Every crab season, Marylanders instinctively take sides: Old Bay or J.O. For many, Old Bay’s a state icon, a savory addition to everything from peanuts to donuts. There’s Old Bay–branded vodka, beer, and Goldfish crackers. Die-hards even sport tattoos of the familiar yellow, blue, and red tin.
Darrick Rosenberry isn’t one of those people. “Blah, blah, blah. Everyone that knows uses J.O,” says the third-generation iron worker from Denton, Maryland. He learned about J.O. Number 2 spice blend from his grandmother, who ran a seafood restaurant on Kent Island. She had been using Old Bay for several years when her food distributor suggested she try something new.
He remembers when she made the transition. “People immediately liked it better. J.O. has a little bit more cayenne, a little kick.”
Not so fast, says Chesapeake commercial captain Phil Langley. He reaches for Old Bay when he prepares steamed crabs for the heritage tours he runs from St. Mary’s County, Maryland. “It’s the texture, the flavor, the spice.
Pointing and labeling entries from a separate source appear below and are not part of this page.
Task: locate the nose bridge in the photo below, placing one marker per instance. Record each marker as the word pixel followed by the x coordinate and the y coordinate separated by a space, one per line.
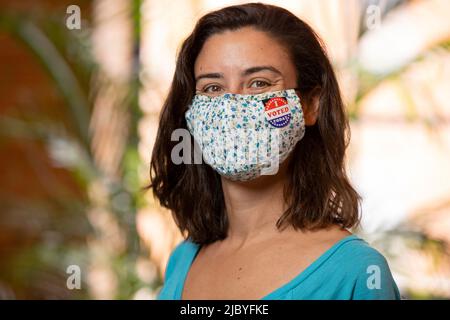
pixel 235 85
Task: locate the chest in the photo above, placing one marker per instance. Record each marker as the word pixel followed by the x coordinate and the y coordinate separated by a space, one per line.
pixel 252 274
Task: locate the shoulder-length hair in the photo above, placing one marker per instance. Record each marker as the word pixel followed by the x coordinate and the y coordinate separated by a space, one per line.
pixel 318 192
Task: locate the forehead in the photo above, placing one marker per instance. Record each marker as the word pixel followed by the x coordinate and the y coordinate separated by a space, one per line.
pixel 241 49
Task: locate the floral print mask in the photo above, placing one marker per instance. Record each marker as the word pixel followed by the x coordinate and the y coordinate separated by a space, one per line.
pixel 244 136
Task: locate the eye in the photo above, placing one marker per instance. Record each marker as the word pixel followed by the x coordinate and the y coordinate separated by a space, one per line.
pixel 211 88
pixel 259 84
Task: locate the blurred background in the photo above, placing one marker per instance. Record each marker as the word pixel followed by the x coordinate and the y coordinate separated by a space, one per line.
pixel 81 87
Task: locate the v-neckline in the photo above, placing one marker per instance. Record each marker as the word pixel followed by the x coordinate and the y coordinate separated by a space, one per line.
pixel 313 266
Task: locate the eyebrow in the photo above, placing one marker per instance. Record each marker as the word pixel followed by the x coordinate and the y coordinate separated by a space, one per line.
pixel 246 72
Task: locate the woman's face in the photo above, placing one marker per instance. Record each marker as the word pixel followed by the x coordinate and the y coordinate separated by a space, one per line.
pixel 245 61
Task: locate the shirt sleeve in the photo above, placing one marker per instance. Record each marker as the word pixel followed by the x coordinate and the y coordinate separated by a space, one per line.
pixel 171 265
pixel 374 280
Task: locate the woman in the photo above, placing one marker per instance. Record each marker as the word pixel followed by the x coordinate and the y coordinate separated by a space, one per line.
pixel 253 84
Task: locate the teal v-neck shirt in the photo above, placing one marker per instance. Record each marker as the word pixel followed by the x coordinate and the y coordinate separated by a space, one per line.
pixel 350 269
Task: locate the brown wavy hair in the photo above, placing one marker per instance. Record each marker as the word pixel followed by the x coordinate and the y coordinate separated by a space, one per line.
pixel 318 192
It makes it more flavorful eating.”
When he cooks for tour groups, Langley always uses live crabs, dumping them in a hot pot with a fifty-fifty mix of water and apple cider vinegar, and sometimes a bit of beer. Then he seasons liberally with salt, black pepper, crushed red pepper, and Old Bay.
“That’s the way Maryland cooks their crab,” he says. The Old Bay sticks to the shells, which makes for a delightfully messy meal. “During the picking and eating part, you get the seasoning on your fingers, and it really helps amplify the flavors.”
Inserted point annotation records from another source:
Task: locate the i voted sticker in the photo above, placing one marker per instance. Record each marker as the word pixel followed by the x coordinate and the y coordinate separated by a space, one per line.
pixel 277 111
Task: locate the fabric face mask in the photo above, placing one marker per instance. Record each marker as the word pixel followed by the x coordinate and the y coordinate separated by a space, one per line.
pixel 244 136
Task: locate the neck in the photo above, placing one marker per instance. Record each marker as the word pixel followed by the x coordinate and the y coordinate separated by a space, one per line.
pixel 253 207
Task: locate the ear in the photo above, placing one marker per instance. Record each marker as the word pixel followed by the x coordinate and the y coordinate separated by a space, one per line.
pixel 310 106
While both blends are closely guarded secrets, it’s generally agreed that J.O. brings more salt and heat, while Old Bay leans savory with eighteen spices, including pepper, cloves, ginger, and coriander.
Both businesses also sport solid Maryland pedigrees. Old Bay was founded in 1940 by Holocaust refugee Gustav Brunn, who arrived in Baltimore carrying his spice grinder from Germany. He was briefly hired by McCormick & Company spices but was fired shortly after, leading him to start his own business. Decades later the family had the satisfaction of selling Old Bay to McCormick, netting at least $11 million, according to news reports.
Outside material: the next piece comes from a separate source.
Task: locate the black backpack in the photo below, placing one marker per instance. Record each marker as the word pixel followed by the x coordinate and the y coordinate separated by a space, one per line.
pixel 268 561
Meanwhile, J.O. (James Ozzle) Strigle and his wife, Dot, founded their spice company in 1945, focusing on commercial clients. That might explain why an informal 2019 Baltimore Sun poll found that most city crab houses use J.O.
J.O. got another boost this year when it was featured on Mike Rowe’s Dirty Jobs reality television show. In a memorable scene, the Baltimore-born host helps blend the spices before nearly collapsing in a pepper-induced sneezing fit.
As with most rivalries, Maryland spice lovers will admit a grudging respect for the other side if pushed. “If I don’t have Old Bay, J.O. is fine,” Langley says. “I have nothing negative to say about it. It’s like whether you want your steak medium rare or well done.”